David Eisenbud's book "The Geometry of Schemes" states the following:
Proposition IV-25: Let $A$ be a Noetherian ring and $x, y \in A$; let $B$ be the Rees algebra $$ B = A[xt, yt] \subset A[t].$$ If $x, y \in A$ is a regular sequence, then $$ B \cong A[X, Y] / (yX - xY)$$ via the map $X \mapsto xt$, $Y \mapsto yt$.
Proof. First we invert $x$ and set $X' = x^{-1}X \in A[x^{-1}][X, Y]$. The element $yX' - Y \in A[x^{-1}][X, Y] = A[x^{-1}][X', Y]$ generates the kernel of the map $$A[x^{-1}][X', Y] \longrightarrow A[x^{-1}][t],$$ $$X' \mapsto t,$$ $$Y \mapsto yt.$$ Since $(yX' - xY) = (yX - Y)$ in the ring $A[x^{-1}][X, Y]$, it suffices to show that $x$ is a nonzero divisor modulo $yX - xY$ in $A[X, Y]$.

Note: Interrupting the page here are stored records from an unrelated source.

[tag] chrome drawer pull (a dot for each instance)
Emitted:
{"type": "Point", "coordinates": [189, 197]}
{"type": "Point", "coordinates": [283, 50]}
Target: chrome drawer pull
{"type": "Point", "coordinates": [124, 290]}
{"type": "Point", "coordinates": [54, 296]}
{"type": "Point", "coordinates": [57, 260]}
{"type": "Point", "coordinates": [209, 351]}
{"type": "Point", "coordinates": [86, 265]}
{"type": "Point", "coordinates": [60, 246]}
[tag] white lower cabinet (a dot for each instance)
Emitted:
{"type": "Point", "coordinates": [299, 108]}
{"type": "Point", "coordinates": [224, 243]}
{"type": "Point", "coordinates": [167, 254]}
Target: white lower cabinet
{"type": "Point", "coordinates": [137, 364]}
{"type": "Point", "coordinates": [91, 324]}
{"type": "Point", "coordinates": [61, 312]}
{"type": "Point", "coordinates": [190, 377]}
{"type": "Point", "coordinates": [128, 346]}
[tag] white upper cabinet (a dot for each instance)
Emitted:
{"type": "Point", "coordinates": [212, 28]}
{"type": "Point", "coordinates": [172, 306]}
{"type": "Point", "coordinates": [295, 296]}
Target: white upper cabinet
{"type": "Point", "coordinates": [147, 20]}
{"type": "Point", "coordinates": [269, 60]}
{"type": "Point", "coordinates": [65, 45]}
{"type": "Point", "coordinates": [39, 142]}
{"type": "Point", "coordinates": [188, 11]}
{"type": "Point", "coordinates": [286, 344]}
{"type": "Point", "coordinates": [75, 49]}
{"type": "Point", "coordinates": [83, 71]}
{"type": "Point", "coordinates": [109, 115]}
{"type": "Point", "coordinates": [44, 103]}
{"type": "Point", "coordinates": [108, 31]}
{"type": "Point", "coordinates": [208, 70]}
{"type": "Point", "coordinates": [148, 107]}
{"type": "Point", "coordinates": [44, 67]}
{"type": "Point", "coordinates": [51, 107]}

In the second part of the proof he proves that $x$ is a nonzero divisor using Koszuls homology.
Could someone provide the skeleton of the proof ?
Why we invert $x$ in the beginning and why it suffices to show that $x$ is a nonzero divisor modulo $yX - xY$ in $A[X, Y]$ ?
$\bullet$ It seems we invert $x$ is to work with localizations. So we get an isomorphism on the level of the local rings which then somehow gives us the desired isomorphism.